Mon mari était d’humeur enjôleuse ce soir, et mes questions devraient attendre. Ces moments se faisaient si rares, parfois, que je n’entendais pas passer à côté. Nous avions trop tendance à nous oublier au milieu de toutes nos occupations quotidiennes.


Je revins cependant à la charge, après notre petit intermède romantique :

- Alors, tu m’expliques ?

- J’en parle depuis quelques jours avec Mathurin. Il m’est d’une aide précieuse pour mener à bien mon projet, et Jeanne aussi, bien évidemment !

Rahul m’expliqua en détail ce qu’il comptait faire. Son idée était géniale et j’étais persuadée que cela remonterait le moral de notre fille.


Le jour de son anniversaire, nous installâmes Cyrielle devant l’ordinateur et elle eut la surprise d’y retrouver Jeanne, lui chantant un « joyeux anniversaire » en direct de Sulani. Lorsque nous nous éclipsâmes discrètement pour les laisser seules toutes les deux, notre fille avait les larmes aux yeux.

Rahul avait tout mis au point avec Mathurin. Mon frère et Oliver avaient pas mal de connaissance, notamment un technicien de Simnet qu’Oliver avait défendu, et qui s’était fait un plaisir de le remercier en amenant la fibre gratuitement jusqu’à notre ferme.

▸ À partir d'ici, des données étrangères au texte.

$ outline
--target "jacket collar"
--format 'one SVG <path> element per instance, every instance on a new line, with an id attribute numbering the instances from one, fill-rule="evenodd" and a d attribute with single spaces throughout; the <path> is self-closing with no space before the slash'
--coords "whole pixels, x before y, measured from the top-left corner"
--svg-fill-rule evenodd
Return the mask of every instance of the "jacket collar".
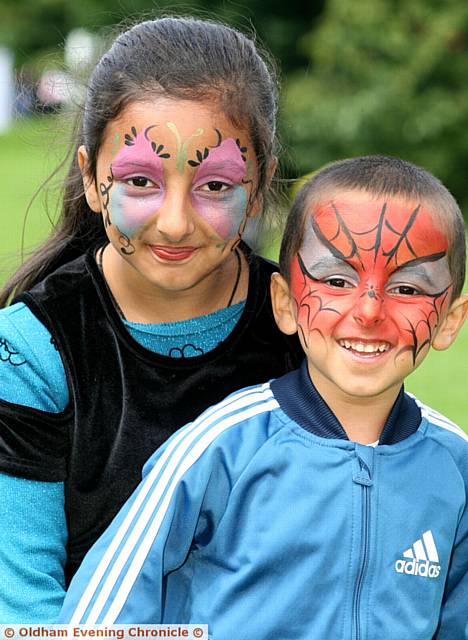
<path id="1" fill-rule="evenodd" d="M 273 380 L 271 389 L 284 413 L 306 431 L 321 438 L 349 439 L 310 379 L 306 360 L 300 369 Z M 408 438 L 420 423 L 421 411 L 402 386 L 385 422 L 379 444 L 395 444 Z"/>

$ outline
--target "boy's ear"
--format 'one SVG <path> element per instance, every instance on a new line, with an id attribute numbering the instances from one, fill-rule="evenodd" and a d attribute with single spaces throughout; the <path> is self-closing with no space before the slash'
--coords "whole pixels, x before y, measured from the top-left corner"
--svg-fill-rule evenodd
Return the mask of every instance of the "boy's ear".
<path id="1" fill-rule="evenodd" d="M 468 316 L 468 295 L 462 295 L 450 305 L 447 315 L 437 329 L 432 346 L 437 351 L 448 349 Z"/>
<path id="2" fill-rule="evenodd" d="M 297 331 L 294 302 L 289 285 L 279 273 L 271 276 L 271 304 L 276 324 L 283 333 L 292 335 Z"/>
<path id="3" fill-rule="evenodd" d="M 83 145 L 78 148 L 77 158 L 81 177 L 83 179 L 86 202 L 92 211 L 95 213 L 101 213 L 101 200 L 96 187 L 96 181 L 88 173 L 88 152 Z"/>

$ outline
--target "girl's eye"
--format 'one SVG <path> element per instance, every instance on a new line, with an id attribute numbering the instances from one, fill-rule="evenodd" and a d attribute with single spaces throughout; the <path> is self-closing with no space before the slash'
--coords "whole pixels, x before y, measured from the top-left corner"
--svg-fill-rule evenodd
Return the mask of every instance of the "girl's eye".
<path id="1" fill-rule="evenodd" d="M 353 286 L 351 282 L 348 282 L 348 280 L 345 280 L 344 278 L 327 278 L 324 282 L 330 287 L 336 287 L 339 289 L 351 289 Z"/>
<path id="2" fill-rule="evenodd" d="M 199 187 L 199 189 L 200 191 L 220 193 L 229 189 L 230 186 L 230 184 L 226 184 L 225 182 L 221 182 L 220 180 L 211 180 L 210 182 L 203 184 L 201 187 Z"/>
<path id="3" fill-rule="evenodd" d="M 125 182 L 131 187 L 139 187 L 140 189 L 144 187 L 157 187 L 152 180 L 149 178 L 145 178 L 144 176 L 133 176 L 133 178 L 128 178 Z"/>
<path id="4" fill-rule="evenodd" d="M 421 292 L 415 287 L 411 287 L 407 284 L 401 284 L 398 287 L 393 287 L 390 293 L 396 293 L 400 296 L 417 296 L 420 295 Z"/>

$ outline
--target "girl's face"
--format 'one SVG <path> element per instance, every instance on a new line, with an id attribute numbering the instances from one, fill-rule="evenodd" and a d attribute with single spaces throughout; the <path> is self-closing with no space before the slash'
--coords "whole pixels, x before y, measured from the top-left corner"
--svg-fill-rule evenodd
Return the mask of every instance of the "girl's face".
<path id="1" fill-rule="evenodd" d="M 182 291 L 231 254 L 257 211 L 256 184 L 250 137 L 217 106 L 157 99 L 108 124 L 87 199 L 123 261 Z"/>

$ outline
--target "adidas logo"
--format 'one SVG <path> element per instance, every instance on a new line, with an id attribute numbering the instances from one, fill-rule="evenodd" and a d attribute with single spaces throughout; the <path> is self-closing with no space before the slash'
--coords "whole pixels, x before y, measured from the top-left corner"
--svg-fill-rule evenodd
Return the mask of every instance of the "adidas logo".
<path id="1" fill-rule="evenodd" d="M 439 554 L 432 532 L 425 531 L 412 547 L 403 551 L 403 558 L 395 562 L 397 573 L 423 578 L 437 578 L 440 573 Z"/>

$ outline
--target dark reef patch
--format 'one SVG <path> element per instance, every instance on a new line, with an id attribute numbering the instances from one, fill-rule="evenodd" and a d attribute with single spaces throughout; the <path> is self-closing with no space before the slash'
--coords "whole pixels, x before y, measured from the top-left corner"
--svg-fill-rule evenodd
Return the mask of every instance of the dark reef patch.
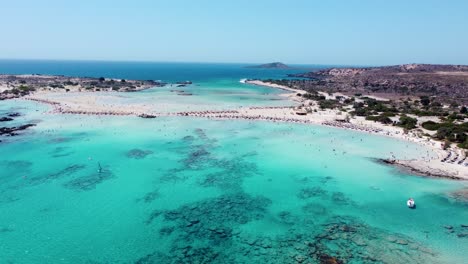
<path id="1" fill-rule="evenodd" d="M 204 187 L 218 187 L 222 189 L 236 188 L 242 183 L 242 178 L 257 173 L 255 163 L 246 162 L 245 159 L 257 155 L 256 152 L 249 152 L 232 158 L 219 158 L 216 153 L 216 140 L 210 139 L 204 130 L 196 129 L 195 136 L 185 136 L 182 138 L 182 147 L 174 151 L 184 156 L 178 162 L 179 168 L 167 171 L 160 177 L 161 182 L 180 182 L 193 177 L 193 171 L 203 171 L 198 183 Z"/>
<path id="2" fill-rule="evenodd" d="M 0 165 L 5 166 L 7 169 L 14 170 L 28 170 L 33 165 L 32 162 L 27 160 L 11 160 L 11 161 L 2 161 Z"/>
<path id="3" fill-rule="evenodd" d="M 142 198 L 137 199 L 137 202 L 151 203 L 160 197 L 159 190 L 154 190 L 146 193 Z"/>
<path id="4" fill-rule="evenodd" d="M 321 263 L 425 263 L 436 256 L 409 237 L 370 227 L 351 217 L 333 217 L 321 230 L 308 244 L 308 257 Z"/>
<path id="5" fill-rule="evenodd" d="M 192 226 L 197 225 L 204 229 L 197 231 L 198 235 L 205 237 L 202 231 L 210 230 L 214 226 L 235 226 L 262 219 L 270 203 L 265 197 L 234 193 L 187 204 L 176 210 L 155 212 L 158 216 L 162 214 L 166 221 L 178 223 L 179 228 L 187 233 L 192 233 Z"/>
<path id="6" fill-rule="evenodd" d="M 278 213 L 278 217 L 283 224 L 294 225 L 300 221 L 299 217 L 294 216 L 291 212 L 281 211 Z"/>
<path id="7" fill-rule="evenodd" d="M 7 116 L 8 117 L 19 117 L 19 116 L 21 116 L 21 114 L 18 113 L 18 112 L 14 112 L 14 113 L 9 113 Z"/>
<path id="8" fill-rule="evenodd" d="M 218 213 L 205 216 L 199 211 L 212 202 L 218 205 L 215 200 L 158 212 L 158 217 L 175 224 L 161 228 L 159 234 L 174 240 L 168 252 L 155 251 L 136 263 L 436 263 L 434 252 L 409 237 L 346 216 L 318 225 L 304 219 L 295 222 L 291 213 L 281 212 L 281 218 L 291 223 L 285 233 L 268 237 L 239 232 L 238 217 L 227 215 L 225 223 Z M 255 219 L 248 212 L 242 214 L 247 221 Z"/>
<path id="9" fill-rule="evenodd" d="M 204 145 L 196 145 L 190 148 L 190 151 L 182 164 L 187 169 L 202 169 L 206 167 L 206 162 L 209 160 L 210 152 L 206 150 Z"/>
<path id="10" fill-rule="evenodd" d="M 170 169 L 159 178 L 159 181 L 161 183 L 176 183 L 185 181 L 189 178 L 189 176 L 185 175 L 184 171 L 184 169 Z"/>
<path id="11" fill-rule="evenodd" d="M 6 136 L 17 136 L 19 131 L 26 130 L 30 127 L 35 126 L 35 124 L 25 124 L 25 125 L 20 125 L 20 126 L 15 126 L 15 127 L 0 127 L 0 136 L 6 135 Z"/>
<path id="12" fill-rule="evenodd" d="M 48 154 L 52 158 L 66 157 L 74 153 L 74 151 L 71 151 L 70 149 L 71 149 L 70 147 L 56 147 L 52 151 L 49 151 Z"/>
<path id="13" fill-rule="evenodd" d="M 0 122 L 8 122 L 8 121 L 13 121 L 13 118 L 11 117 L 0 117 Z"/>
<path id="14" fill-rule="evenodd" d="M 257 155 L 255 151 L 226 158 L 216 155 L 216 140 L 209 138 L 204 130 L 196 129 L 195 136 L 182 138 L 183 147 L 175 151 L 184 158 L 179 160 L 180 167 L 171 169 L 160 177 L 161 182 L 180 182 L 193 177 L 193 171 L 199 173 L 197 182 L 203 187 L 216 187 L 239 191 L 242 179 L 258 174 L 257 165 L 246 161 Z"/>
<path id="15" fill-rule="evenodd" d="M 66 142 L 71 142 L 71 141 L 73 141 L 72 137 L 56 137 L 56 138 L 49 139 L 49 143 L 54 143 L 54 144 L 66 143 Z"/>
<path id="16" fill-rule="evenodd" d="M 185 142 L 193 142 L 195 140 L 194 136 L 185 136 L 182 138 L 183 141 Z"/>
<path id="17" fill-rule="evenodd" d="M 348 197 L 346 197 L 345 194 L 342 192 L 333 192 L 331 195 L 331 199 L 335 204 L 338 205 L 355 205 L 355 203 L 351 201 Z"/>
<path id="18" fill-rule="evenodd" d="M 327 191 L 318 186 L 315 186 L 301 189 L 300 192 L 297 194 L 297 197 L 299 197 L 299 199 L 305 200 L 312 197 L 323 197 L 326 195 Z"/>
<path id="19" fill-rule="evenodd" d="M 9 228 L 9 227 L 0 227 L 0 234 L 2 233 L 10 233 L 10 232 L 13 232 L 14 230 L 12 228 Z"/>
<path id="20" fill-rule="evenodd" d="M 86 168 L 84 164 L 74 164 L 67 166 L 65 169 L 57 171 L 55 173 L 47 174 L 46 176 L 33 177 L 29 179 L 31 184 L 41 184 L 47 181 L 56 180 L 62 177 L 73 175 L 74 173 L 81 171 Z"/>
<path id="21" fill-rule="evenodd" d="M 68 181 L 63 186 L 75 191 L 89 191 L 95 189 L 98 184 L 114 177 L 114 174 L 109 169 L 101 169 L 90 175 Z"/>
<path id="22" fill-rule="evenodd" d="M 302 210 L 307 214 L 315 216 L 324 216 L 328 214 L 328 209 L 319 203 L 307 203 L 302 207 Z"/>
<path id="23" fill-rule="evenodd" d="M 146 156 L 153 154 L 151 150 L 131 149 L 127 152 L 127 157 L 131 159 L 144 159 Z"/>
<path id="24" fill-rule="evenodd" d="M 457 202 L 468 204 L 468 188 L 453 191 L 448 196 Z"/>
<path id="25" fill-rule="evenodd" d="M 175 210 L 153 211 L 146 221 L 162 217 L 171 226 L 160 229 L 160 235 L 176 236 L 171 255 L 149 254 L 136 263 L 233 263 L 234 256 L 223 252 L 232 245 L 240 225 L 262 219 L 271 201 L 245 193 L 226 194 L 183 205 Z M 194 242 L 198 246 L 194 246 Z M 201 246 L 200 246 L 201 245 Z"/>
<path id="26" fill-rule="evenodd" d="M 245 177 L 259 174 L 257 165 L 243 158 L 213 159 L 210 164 L 219 171 L 206 174 L 199 182 L 203 187 L 240 189 Z"/>

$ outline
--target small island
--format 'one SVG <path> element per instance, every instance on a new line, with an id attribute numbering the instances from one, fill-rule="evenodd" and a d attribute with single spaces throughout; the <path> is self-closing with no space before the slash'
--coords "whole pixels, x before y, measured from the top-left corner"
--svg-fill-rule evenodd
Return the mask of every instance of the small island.
<path id="1" fill-rule="evenodd" d="M 255 69 L 291 69 L 288 65 L 282 62 L 272 62 L 260 65 L 247 66 L 246 68 L 255 68 Z"/>

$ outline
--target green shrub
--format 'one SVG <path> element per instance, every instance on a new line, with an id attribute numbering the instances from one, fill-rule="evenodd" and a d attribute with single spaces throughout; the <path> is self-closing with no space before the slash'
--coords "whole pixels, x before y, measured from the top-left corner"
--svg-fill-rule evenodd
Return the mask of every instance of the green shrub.
<path id="1" fill-rule="evenodd" d="M 412 118 L 407 115 L 402 115 L 400 116 L 398 126 L 411 130 L 413 128 L 416 128 L 417 123 L 418 123 L 418 120 L 416 118 Z"/>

Mathurin avait ensuite expliqué à mon mari comment brancher les câbles et installer lnternet sur notre vieux PC. Rahul n’était peut-être pas ingénieur en informatique comme mon frère, mais il était suffisamment doué en bricolage, pour comprendre ce qu’il lui racontait.

Et bien sûr, ils avaient contacté Jeanne pour convenir d’une heure de rendez-vous avec elle, afin que Cyrielle soit présente devant l’écran.

Cyrielle resta discuter avec sa tante jusqu’à l’arrivée des invités.


Aujourd’hui, nous fêtions aussi l’anniversaire d’Alain, qui avait été un peu oublié lors de son dernier. Nous avions donc invité Claire à se joindre à nous.


C’était un bel après-midi d’été. Alain voulut souffler ses bougies le premier, et on lui devait bien ça.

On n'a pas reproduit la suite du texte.